Final answer:
To compute the GCD and LCM of two integers A and B in Linux, you can write a Bash script with functions for GCD and LCM. The script reads the input numbers, calculates the GCD using recursion, and then finds the LCM using the GCD.
Step-by-step explanation:
The script to compute the Greatest Common Divisor (GCD) and Lowest Common Multiple (LCM) of two integer numbers A and B in Linux is as follows:
#!/bin/bash
# Function to compute GCD
gcd() {
if [ $2 -eq 0 ]; then
echo $1
else
gcd $2 $(($1 % $2))
fi
}
# Function to compute LCM
lcm() {
echo $(( $1 * $2 / $(gcd $1 $2) ))
}
# Read two integer numbers
read -p "Enter the first number (A): " a
read -p "Enter the second number (B): " b
# Compute GCD
GCD_RESULT=$(gcd $a $b)
echo "The GCD of $a and $b is: $GCD_RESULT"
# Compute LCM
LCM_RESULT=$(lcm $a $b)
echo "The LCM of $a and $b is: $LCM_RESULT"
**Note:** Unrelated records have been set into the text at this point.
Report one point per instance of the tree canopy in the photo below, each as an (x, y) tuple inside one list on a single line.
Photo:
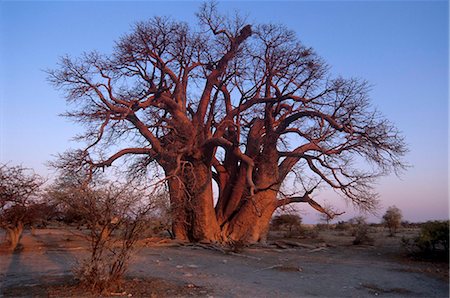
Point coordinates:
[(242, 104)]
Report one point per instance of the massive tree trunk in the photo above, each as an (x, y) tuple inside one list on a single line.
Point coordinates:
[(192, 206), (251, 223), (14, 235)]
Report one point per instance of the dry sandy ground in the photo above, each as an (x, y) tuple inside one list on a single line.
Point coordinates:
[(340, 271)]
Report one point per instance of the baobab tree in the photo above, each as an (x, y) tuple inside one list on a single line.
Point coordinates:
[(241, 105)]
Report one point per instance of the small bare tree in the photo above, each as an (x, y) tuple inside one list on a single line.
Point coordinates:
[(19, 190), (116, 216), (329, 213), (392, 219)]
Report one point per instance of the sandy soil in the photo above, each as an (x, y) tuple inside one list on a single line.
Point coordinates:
[(342, 270)]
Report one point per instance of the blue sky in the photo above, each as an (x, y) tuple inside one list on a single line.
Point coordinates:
[(400, 47)]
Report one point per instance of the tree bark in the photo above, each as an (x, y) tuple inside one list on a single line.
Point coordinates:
[(14, 235), (251, 223), (192, 206)]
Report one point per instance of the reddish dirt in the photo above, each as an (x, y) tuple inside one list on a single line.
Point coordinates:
[(43, 268)]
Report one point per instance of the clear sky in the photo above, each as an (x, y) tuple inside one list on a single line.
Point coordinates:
[(400, 47)]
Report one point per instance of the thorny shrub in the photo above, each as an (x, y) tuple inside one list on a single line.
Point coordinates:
[(115, 215)]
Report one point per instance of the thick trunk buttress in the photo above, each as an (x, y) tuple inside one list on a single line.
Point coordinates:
[(251, 222), (14, 235), (192, 206)]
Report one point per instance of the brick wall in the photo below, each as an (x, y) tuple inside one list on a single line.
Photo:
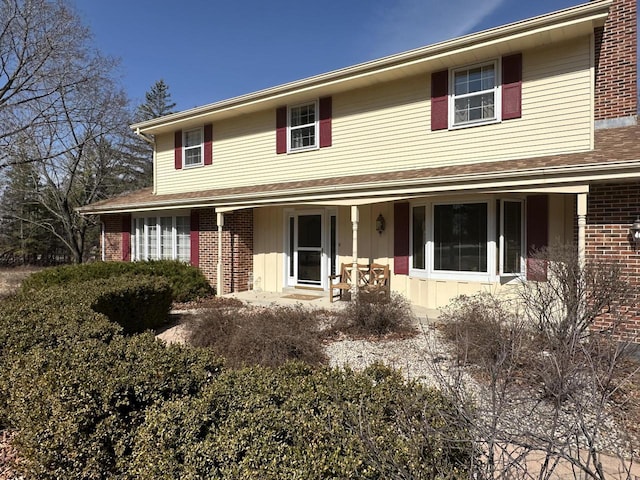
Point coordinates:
[(113, 237), (616, 69), (611, 210), (237, 248)]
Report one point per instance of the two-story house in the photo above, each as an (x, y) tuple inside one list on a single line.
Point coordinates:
[(451, 163)]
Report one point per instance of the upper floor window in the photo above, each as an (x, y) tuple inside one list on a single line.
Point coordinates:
[(303, 126), (480, 94), (193, 146), (474, 94)]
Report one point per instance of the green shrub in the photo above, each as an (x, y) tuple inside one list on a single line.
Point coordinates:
[(371, 313), (258, 336), (136, 303), (77, 408), (60, 317), (187, 282), (299, 422)]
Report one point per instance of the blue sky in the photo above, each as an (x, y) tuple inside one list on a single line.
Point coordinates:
[(210, 50)]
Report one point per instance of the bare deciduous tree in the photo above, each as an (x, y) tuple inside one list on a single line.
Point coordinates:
[(44, 54)]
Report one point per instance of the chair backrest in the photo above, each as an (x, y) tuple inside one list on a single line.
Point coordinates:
[(379, 275)]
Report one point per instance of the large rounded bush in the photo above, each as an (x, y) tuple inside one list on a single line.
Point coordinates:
[(187, 282)]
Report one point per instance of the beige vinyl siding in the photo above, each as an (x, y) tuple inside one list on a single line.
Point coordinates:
[(386, 127)]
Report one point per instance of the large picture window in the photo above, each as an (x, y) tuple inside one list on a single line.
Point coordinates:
[(162, 238), (460, 237)]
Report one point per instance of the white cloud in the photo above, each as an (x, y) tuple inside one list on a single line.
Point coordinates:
[(408, 24)]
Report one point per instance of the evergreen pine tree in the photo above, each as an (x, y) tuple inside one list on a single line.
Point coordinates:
[(157, 102)]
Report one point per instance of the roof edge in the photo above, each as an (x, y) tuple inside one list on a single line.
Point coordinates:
[(586, 11)]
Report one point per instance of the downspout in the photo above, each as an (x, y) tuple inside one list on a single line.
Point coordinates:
[(355, 218), (103, 241), (582, 223), (219, 279), (150, 139)]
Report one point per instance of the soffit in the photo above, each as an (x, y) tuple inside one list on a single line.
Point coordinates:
[(519, 36)]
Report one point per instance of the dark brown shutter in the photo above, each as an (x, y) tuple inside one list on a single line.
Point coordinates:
[(194, 237), (281, 130), (401, 238), (440, 100), (126, 238), (208, 144), (537, 235), (512, 86), (177, 150), (325, 122)]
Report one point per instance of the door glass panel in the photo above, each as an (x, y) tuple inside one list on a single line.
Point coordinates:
[(310, 231), (512, 237), (309, 267)]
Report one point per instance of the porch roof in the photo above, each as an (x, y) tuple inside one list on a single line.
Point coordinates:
[(616, 157)]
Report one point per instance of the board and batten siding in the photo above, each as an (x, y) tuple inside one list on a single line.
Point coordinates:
[(386, 127)]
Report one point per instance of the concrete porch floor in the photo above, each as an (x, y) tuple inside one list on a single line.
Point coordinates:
[(314, 299)]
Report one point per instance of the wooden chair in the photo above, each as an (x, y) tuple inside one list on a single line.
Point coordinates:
[(379, 279), (346, 280)]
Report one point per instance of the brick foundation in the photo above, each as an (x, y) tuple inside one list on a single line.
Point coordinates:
[(113, 237), (237, 249), (611, 210), (616, 75)]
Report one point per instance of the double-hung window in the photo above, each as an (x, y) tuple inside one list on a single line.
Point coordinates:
[(303, 127), (162, 238), (193, 147), (475, 94)]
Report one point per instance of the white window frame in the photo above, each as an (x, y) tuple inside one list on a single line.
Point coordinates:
[(315, 125), (494, 271), (141, 245), (186, 148), (501, 240), (496, 90)]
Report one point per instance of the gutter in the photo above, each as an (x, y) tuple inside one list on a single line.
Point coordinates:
[(487, 182)]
First, call the script GCD_LCM.sh. To execute the script, you might need to give it execution permissions with the command chmod +x GCD_LCM.sh and then run it using ./GCD_LCM.sh. The script defines two functions gcd() for computing the Greatest Common Divisor and lcm() for computing the Lowest Common Multiple. It then prompts the user to input two integer numbers A and B, computes the GCD by recursively calling the gcd() function, and calculates the LCM based on the GCD and the input numbers.